Lo Stato non aiuta l’innovazione. Questo è un problema reale su cui si può operare incisivamente. Alcuni progetti di innovazione promossi dallo Stato esistono, ma sono molto frammentari, iper burocratizzati, (a cui poi accedono sempre i soliti…), mal comunicati. I pochi progetti veramente validi sono generalmente osteggiati e portati avanti solo da ragazzi realmente appassionati e volenterosi che hanno tutta la mia stima e il mio appoggio e che fanno un lavoro titanico.  Ci sono pochi sprazzi di luce nel mare in tempesta dell’economia italiana.  Siamo ancora in tempo ad innovare in questo sistema? Sì! Senza dubbio. L’innovazione infatti quando parte, divampa, come da una scintilla nasce il fuoco.

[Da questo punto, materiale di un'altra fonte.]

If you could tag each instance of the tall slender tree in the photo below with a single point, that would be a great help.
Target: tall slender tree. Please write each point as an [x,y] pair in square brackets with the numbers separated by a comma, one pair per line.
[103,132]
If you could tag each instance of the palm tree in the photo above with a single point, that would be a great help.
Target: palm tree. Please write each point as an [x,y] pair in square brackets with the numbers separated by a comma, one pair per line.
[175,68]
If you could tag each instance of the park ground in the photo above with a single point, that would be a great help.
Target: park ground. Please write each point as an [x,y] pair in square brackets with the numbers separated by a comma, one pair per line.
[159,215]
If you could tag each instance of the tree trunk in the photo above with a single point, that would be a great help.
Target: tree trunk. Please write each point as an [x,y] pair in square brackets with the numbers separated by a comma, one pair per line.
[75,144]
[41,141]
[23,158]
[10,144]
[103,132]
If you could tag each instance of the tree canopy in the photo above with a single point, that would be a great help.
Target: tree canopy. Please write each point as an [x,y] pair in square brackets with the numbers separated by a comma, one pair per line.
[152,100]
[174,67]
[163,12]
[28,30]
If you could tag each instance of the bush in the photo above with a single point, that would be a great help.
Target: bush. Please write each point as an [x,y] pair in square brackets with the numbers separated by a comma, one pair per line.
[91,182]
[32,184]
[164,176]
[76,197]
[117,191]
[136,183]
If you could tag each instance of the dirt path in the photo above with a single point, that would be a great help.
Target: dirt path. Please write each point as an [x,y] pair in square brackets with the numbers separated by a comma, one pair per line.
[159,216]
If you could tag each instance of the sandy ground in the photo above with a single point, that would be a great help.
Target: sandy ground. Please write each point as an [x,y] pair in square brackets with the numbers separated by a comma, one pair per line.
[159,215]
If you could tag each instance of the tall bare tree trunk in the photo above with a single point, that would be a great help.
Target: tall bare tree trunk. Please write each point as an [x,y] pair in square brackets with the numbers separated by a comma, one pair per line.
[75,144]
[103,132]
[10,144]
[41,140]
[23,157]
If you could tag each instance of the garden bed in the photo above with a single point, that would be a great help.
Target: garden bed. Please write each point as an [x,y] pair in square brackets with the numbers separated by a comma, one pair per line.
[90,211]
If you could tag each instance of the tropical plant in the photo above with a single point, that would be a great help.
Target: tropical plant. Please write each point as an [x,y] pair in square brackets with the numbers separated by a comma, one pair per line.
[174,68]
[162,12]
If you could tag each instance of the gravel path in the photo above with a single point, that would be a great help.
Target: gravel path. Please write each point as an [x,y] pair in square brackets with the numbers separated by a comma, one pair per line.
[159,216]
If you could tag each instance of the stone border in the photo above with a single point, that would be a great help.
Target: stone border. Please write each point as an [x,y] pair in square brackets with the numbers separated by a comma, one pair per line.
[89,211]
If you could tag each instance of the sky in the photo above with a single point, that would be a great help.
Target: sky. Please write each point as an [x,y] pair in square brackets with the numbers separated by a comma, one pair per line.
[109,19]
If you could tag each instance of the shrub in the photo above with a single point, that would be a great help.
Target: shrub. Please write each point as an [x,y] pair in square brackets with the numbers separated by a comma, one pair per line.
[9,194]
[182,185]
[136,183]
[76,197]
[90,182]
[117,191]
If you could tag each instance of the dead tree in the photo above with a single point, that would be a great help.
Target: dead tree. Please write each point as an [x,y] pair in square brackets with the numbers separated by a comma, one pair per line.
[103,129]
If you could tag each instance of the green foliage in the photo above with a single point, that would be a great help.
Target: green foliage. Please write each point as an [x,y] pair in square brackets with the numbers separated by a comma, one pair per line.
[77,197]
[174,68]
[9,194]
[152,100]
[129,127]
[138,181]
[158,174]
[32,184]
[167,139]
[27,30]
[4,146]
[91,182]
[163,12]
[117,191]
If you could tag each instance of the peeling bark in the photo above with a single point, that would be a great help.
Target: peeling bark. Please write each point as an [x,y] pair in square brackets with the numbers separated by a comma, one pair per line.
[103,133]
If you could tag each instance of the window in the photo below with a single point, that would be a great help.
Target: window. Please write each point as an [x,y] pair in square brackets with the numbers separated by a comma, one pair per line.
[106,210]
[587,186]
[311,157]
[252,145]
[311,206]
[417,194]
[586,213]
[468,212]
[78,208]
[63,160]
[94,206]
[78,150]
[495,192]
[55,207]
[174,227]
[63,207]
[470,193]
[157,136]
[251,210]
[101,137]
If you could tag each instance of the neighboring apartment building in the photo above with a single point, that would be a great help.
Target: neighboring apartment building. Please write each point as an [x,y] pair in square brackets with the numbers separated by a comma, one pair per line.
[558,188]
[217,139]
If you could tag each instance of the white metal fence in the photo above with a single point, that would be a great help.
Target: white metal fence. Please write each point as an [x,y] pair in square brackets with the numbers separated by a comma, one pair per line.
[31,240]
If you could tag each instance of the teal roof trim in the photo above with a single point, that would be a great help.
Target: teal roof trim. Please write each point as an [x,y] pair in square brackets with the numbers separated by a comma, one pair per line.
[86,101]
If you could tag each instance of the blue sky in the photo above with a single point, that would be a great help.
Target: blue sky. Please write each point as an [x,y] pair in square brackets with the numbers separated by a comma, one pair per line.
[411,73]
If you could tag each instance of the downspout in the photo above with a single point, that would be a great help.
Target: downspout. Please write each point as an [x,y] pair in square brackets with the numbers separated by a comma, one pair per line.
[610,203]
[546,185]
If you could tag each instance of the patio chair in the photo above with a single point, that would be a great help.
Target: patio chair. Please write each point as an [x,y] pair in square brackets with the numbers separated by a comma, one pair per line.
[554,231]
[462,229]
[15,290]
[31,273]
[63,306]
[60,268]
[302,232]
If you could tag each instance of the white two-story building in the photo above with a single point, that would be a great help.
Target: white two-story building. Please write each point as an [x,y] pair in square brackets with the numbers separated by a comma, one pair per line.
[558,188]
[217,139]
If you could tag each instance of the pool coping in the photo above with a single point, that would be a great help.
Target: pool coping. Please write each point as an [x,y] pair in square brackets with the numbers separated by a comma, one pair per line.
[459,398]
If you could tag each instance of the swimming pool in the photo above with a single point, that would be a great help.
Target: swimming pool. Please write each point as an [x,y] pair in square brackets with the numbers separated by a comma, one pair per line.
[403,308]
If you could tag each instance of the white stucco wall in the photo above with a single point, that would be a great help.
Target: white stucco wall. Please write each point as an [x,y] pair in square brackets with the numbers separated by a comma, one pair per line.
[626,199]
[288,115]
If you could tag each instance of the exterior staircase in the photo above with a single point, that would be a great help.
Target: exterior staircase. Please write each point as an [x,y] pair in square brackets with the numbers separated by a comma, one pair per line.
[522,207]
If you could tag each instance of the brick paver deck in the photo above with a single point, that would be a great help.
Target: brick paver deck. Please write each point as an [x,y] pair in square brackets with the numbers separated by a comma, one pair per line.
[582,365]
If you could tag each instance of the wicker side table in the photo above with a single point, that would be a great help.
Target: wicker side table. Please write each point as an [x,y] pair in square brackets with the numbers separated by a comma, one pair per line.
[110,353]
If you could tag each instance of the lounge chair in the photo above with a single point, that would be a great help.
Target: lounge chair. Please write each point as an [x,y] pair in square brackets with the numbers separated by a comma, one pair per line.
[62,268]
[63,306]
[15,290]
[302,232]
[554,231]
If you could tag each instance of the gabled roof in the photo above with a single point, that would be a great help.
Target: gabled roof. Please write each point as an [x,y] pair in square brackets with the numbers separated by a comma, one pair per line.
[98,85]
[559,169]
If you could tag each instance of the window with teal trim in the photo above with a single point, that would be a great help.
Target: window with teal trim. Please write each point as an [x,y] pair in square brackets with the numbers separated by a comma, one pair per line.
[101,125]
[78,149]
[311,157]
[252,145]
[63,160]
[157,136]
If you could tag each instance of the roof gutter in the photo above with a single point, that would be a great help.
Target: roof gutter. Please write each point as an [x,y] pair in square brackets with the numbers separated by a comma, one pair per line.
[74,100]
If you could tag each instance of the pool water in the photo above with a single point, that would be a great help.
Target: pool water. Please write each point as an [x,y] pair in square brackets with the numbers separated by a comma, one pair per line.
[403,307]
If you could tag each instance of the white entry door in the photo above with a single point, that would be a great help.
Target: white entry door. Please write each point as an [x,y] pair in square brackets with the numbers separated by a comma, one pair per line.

Però dobbiamo volerlo. Credere che l’innovazione sia il faro dell’evoluzione del Paese. Dobbiamo volere un Paese grande, moderno, forte, avanzato, ammirato e rispettato! L’innovazione e badiamo bene non la tecnologia (che è il supporto materiale dell’innovazione, che è invece prima di tutto culturale) è un’arma dalla doppia potenza; da una parte farà crescere l’Italia in un sistema capitalista, dall’altra potrà aprire le porte verso una società nuova.

Non è un problema che vedremo (noi), ma, per esempio, prima o poi (più poi che prima) i robot sostituiranno l’uomo in quasi tutti i lavori manuali. Che pensare allora del lavoro? Già oggi in nuce il problema andrebbe affrontato. Non si può fermare questa traiettoria della storia, ma la si può superare…modificare! Quali sono i problemi che oggi la società deve affrontare? Come si possono innovare i modelli relazionali (di ogni tipo) tra gli esseri umani? Vogliamo veramente che i social network siano il meglio delle relazioni umane che l’essere umano è riuscito ad inventare?

Dobbiamo andare oltre, dobbiamo sognare. Dobbiamo sognare (e realizzare!) città senza inquinamento, campagne senza pesticidi. L’assenza di allevamenti intensivi, abitazioni sicure e confortevoli per tutti. Spazi sociali di incontro stimolanti ed aperti. Cosa può fare l’innovazione per questo (e molto altro). Tutto? No. Molto? Sì, e forse anche di più! Iniziamo a pensare insieme. Iniziamo a credere che il futuro sarà migliore del passato, iniziamo a sognare e realizzare i sogni insieme. Non si abbia più paura di quello che verrà perché plasmeremo la società per come la vogliamo.

Più diritti, più giustizia, più tutele, più umanità, più solidarietà, più libertà! Innovare significa sognare e cambiare. Questo è quello di cui il Paese ha bisogno! Questo è ciò che noi vogliamo!